Despite this, Athletic hauled a delighted if slightly confused Matt Le Tissier out to the center circle at halftime of the Basque Derby—an excellent and suitably fraught match, by the way—to present him with the completely made-up One-Club Man Award. This bears emphasizing: Athletic Bilbao invented a trophy to give to a foreign player who played for a foreign club, simply because he played for that club his entire career. The press release is similarly batshit: "What we value most are your (Le Tissier's) values and principles, your loyalty to the same club during your entire career. We see ourselves very much reflected in this value and in these principles. For this reason, it is a true honor for us to give you our first One-Club Man Award. This way, you will always be part of our history."

To grasp the weird beauty of this odd act of canonization, it's important to understand that Athletic are founded on a somewhat batshit principle: that is, to rep Basqueness to the fullest. They adhere to an ideological purity—this is a club that has to straight up reckon with themselves whenever they sign a player from the maybe-not-quite-Basque city of Pamplona, or an ethnically Basque Frenchman—that should cut them off at the knees and leave them toiling in the minor leagues of Spain's soccer hierarchy. But they overcome this self-handcuffing; and they thrive. They do so by the grace of Basque players who find a literal and spiritual home in Bilbao, but also with the help of some Athletic lifers. Every gifted player who moves through Athletic Bilbao's youth academy—a journey which, wonderfully, usually involves a loan spell at the strip-clubbishly named affiliate Baskonia—is, the club hopes, going to stay for a long time. Talented Basque players are a finite resource, and Athletic will only ever have so many bodies to work with.
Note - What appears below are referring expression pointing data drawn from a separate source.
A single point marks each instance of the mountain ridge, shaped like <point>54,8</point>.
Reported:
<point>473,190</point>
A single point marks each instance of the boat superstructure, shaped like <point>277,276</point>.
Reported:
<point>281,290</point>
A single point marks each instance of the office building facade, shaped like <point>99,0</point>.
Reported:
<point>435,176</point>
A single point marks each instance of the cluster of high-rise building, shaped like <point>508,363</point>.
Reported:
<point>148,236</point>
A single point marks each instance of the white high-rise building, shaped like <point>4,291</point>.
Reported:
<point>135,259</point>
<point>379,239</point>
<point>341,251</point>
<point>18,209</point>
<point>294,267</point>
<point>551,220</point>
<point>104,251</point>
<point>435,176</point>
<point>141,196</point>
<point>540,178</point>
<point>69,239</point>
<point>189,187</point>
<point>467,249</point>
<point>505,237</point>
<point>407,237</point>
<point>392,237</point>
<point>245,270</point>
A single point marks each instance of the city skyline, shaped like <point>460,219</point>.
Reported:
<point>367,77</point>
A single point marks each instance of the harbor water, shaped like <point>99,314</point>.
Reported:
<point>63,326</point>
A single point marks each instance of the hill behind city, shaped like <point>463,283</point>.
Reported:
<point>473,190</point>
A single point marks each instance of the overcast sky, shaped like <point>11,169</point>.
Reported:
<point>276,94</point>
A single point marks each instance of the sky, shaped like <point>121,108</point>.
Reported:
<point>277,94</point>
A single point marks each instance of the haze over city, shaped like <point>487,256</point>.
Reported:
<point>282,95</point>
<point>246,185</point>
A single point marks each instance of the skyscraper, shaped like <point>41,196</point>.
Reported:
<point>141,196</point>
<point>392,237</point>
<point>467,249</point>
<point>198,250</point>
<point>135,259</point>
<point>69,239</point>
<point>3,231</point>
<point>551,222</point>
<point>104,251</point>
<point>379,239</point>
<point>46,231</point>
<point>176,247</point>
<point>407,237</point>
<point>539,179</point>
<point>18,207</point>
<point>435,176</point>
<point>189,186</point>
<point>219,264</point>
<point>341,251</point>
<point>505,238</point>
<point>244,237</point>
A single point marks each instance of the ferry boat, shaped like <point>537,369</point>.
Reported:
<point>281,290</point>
So, as there is a special place in Athletic annals for players who have grown up in the club and stayed throughout their careers, it would follow that there might be an affection at Athletic for Matt Le Tissier, solely for what he represents. Loyalty is the lifeblood of Athletic Bilbao, and if Le Tissier has had little to do with the club before they decided to make up an award for him, players almost exactly like him have. It was a truly Athleticesque act to honor a person who represents the ideal that sustains their whole operation. In a lot of respects, their award ceremony made sense. In others, it didn't. It was, all of it, perfectly characteristic of Spain's most strangely successful club.